On 16/08/14 17:29, Paul wrote:
On 16/08/14 17:15, Chris Green wrote:
Is there a neat way of running a bit of Python code with root privilege? Security really isn't terribly important, it's only a little SBC monitoring some values.
Hi Chris,
I actually have my system updates set up on a Python script (sudo apt-get update, upgrade, dist-upgrade etc) so that it automatically runs once a day for me.
They way I got round the security issue is to write the Python script using the "os" library.
The os.system() call lets you put a normal shell command into a Python script and it executes it exactly as written. You can even use sudo in the os.system() call, although this then prompts for a password.
This script can then be called in other python scripts using something like os.system('python /path/to/script') and that should solve your problem. Except it will still ask for a password when it hits sudo, so...
If you edit the sudoers file (sudo visudo on *buntu but may be different on yours) and add:
username ALL=(ALL) NOPASSWD: /path/to/script/to/be/run/as/root
Save and exit as usual.

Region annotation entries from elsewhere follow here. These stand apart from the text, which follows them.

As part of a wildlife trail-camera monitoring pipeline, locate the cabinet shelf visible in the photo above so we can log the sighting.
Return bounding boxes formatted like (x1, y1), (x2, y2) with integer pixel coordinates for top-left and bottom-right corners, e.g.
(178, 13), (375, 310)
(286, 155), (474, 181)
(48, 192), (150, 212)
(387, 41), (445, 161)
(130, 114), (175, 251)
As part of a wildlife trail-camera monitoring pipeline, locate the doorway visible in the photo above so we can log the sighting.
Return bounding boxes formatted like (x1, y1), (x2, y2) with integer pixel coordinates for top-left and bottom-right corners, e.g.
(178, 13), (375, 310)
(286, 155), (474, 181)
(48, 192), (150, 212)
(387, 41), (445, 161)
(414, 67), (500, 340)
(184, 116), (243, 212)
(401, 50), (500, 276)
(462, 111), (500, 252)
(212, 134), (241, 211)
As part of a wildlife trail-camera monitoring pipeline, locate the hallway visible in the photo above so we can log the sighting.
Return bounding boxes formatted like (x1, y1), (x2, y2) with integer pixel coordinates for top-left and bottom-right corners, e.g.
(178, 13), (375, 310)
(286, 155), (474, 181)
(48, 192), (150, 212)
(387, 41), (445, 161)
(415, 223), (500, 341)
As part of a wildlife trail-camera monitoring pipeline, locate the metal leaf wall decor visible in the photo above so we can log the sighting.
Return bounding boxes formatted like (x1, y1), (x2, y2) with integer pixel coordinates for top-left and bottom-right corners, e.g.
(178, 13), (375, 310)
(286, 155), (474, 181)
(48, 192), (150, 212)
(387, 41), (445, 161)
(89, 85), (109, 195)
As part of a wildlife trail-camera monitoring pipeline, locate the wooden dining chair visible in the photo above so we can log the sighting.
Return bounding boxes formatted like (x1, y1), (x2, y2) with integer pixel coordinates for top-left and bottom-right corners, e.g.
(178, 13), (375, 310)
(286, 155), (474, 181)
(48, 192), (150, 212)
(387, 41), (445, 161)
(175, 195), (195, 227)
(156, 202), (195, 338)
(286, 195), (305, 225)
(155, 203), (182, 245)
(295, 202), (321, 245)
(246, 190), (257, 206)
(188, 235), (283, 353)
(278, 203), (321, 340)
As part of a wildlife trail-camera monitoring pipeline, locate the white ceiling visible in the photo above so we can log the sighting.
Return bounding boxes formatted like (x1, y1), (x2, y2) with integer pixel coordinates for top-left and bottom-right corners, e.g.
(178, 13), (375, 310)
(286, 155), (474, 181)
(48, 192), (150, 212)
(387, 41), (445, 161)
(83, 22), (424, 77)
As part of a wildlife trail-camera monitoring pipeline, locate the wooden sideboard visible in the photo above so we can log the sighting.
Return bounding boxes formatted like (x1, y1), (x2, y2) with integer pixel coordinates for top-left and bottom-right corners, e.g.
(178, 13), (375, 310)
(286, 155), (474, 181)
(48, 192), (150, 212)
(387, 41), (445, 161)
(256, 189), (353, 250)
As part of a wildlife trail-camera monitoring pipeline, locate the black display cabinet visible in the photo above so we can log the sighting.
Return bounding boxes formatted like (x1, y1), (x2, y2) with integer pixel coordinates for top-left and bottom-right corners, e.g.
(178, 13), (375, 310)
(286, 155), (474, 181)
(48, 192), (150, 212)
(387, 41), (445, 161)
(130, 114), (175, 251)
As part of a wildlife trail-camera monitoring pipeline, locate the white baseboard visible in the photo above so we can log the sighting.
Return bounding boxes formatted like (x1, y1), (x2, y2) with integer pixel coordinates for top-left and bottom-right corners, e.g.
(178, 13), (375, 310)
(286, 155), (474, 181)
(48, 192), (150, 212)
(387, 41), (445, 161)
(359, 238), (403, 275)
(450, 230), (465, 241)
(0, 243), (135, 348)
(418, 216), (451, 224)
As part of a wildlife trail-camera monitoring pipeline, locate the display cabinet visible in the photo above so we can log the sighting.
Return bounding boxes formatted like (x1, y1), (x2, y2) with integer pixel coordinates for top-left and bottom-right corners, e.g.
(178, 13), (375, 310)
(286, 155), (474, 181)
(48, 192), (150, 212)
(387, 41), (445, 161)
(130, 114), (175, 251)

Now change ownership of the Python script to root.
The addition to the sudoers file will allow that script to be run without a password, even if there is a sudo prompt in there, but because the file itself is owned by root, non-root users can't amend it to do naughty things.
The only problem is if someone has access to the file on your computer, and your root password, although then abuse of a Python script is probably the least of your worries.
I suppose I could simply run everything as root but that feels all wrong somehow! :-)
Agreed 100%!
Does this help with running commands every second (or 10 as listed here?)